6) If my husband leaves a pair of socks on the living room floor, I throw
them at his head.  If a ferret poops in the corner of that, or any other
room I simply clean it up with no comment as if it were the most
reasonable thing in the world.
 
7) Once I had to replace my bathroom scale because Sabrina the Bat-Biter,
being a full-figured gal, reasonably hates them and pisses on them every
chance she gets.  This corrodes the inner mechanism, rendering it useless.
She first stands on the scale, THEN pisses on it.
 
8) O.K., twice, but who'se counting.  I'm sure you have your little
quirks, too.
 
9) Once I was home alone for the weekend, back before my husband taught
me his tricks for using our new cable box.  The ferrets stole the remote.

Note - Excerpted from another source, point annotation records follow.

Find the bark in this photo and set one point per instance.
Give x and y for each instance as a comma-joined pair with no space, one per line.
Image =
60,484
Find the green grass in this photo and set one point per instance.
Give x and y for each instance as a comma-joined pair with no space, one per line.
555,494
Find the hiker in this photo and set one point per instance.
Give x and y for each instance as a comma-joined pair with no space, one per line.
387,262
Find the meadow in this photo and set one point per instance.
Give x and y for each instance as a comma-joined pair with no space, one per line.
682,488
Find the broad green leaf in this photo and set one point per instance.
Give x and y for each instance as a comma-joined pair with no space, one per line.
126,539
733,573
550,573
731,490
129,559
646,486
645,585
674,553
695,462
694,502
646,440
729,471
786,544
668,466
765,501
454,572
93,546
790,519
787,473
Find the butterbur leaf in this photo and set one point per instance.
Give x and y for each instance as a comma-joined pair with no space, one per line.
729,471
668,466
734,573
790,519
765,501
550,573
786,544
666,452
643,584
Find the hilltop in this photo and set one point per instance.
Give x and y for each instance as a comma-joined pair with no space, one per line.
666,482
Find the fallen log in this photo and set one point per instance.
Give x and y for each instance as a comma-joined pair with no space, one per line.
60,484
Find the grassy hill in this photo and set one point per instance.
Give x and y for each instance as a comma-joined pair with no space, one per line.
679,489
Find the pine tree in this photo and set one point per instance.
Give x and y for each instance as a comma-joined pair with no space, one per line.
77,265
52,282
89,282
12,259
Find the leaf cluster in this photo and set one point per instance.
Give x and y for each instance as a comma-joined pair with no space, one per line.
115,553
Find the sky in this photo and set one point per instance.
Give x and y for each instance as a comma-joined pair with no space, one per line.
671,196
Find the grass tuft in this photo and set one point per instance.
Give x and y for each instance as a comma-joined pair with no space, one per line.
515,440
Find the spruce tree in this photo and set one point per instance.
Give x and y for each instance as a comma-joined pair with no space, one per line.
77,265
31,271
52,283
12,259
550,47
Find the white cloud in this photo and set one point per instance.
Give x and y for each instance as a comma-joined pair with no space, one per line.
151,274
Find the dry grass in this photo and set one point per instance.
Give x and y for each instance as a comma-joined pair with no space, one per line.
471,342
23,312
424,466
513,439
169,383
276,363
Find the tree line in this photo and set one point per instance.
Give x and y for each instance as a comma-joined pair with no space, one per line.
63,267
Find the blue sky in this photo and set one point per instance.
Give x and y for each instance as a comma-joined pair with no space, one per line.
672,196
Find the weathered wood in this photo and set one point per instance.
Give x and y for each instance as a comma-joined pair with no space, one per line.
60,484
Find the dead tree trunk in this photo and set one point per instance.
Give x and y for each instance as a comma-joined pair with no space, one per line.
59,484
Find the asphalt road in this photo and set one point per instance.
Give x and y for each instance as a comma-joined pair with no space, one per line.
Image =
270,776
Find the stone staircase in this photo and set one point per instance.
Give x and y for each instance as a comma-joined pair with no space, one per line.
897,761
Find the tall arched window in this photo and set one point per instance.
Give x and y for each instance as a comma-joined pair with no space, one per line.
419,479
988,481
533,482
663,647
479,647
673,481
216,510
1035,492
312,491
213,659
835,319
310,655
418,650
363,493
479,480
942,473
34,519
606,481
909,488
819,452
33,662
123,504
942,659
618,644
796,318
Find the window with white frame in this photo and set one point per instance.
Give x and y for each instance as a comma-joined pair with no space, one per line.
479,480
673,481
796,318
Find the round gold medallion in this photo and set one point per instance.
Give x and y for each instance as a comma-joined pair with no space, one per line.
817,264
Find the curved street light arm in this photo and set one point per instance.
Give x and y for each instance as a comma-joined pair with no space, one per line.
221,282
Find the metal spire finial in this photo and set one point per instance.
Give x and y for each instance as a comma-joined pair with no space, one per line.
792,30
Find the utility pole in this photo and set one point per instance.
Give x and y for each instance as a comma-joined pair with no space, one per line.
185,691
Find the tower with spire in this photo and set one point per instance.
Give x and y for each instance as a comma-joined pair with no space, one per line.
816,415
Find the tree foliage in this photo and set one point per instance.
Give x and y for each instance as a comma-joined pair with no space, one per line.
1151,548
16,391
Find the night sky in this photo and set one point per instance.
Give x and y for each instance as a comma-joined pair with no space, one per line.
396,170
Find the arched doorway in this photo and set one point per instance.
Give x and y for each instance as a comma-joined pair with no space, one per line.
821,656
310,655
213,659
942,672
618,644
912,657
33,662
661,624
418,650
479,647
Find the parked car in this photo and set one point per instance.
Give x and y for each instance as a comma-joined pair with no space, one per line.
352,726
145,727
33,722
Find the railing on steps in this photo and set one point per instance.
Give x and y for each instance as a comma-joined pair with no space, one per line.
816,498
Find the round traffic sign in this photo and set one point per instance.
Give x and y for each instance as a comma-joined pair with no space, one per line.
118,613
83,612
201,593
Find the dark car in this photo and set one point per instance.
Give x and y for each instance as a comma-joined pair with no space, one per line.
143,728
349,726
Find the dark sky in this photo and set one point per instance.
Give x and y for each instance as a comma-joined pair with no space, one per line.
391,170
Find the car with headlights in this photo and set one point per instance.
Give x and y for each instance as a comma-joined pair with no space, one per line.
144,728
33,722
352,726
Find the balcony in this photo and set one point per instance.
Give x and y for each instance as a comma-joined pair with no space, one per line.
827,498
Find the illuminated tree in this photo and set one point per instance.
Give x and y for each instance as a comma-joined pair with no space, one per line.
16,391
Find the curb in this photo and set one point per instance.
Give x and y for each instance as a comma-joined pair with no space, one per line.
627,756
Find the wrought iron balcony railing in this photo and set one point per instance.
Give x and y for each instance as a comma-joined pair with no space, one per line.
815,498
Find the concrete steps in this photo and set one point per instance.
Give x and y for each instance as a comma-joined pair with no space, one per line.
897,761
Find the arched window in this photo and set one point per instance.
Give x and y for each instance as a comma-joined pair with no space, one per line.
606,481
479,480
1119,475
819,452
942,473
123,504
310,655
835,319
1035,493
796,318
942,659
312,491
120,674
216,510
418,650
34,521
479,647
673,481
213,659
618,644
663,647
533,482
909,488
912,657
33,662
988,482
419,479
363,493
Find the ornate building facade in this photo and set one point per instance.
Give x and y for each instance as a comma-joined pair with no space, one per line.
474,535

The only thing I could get on T.V. was the E! 'Style channel' for two
days.  Anorexic models staggering down the catwalk wearing stuff that
looked like Mr. Spock's bath mat.  For two days.
 
10) Once I was afraid that my bottle of '8 In 1' ferretone oil had gone
bad, so I put some on my finger and tasted it.  Then I remembered that I
didn't know what it tasted like when it was good.
 
All true, all true!
Alexandra in Massachusetts
 
Switch the Kit: (ROFL)"Stop, stop, I'm getting a stich in my side from
laughing!"
 
Sabrina the Bat-Biter: (ROF drumming Heels)"Style channel..Style channel!"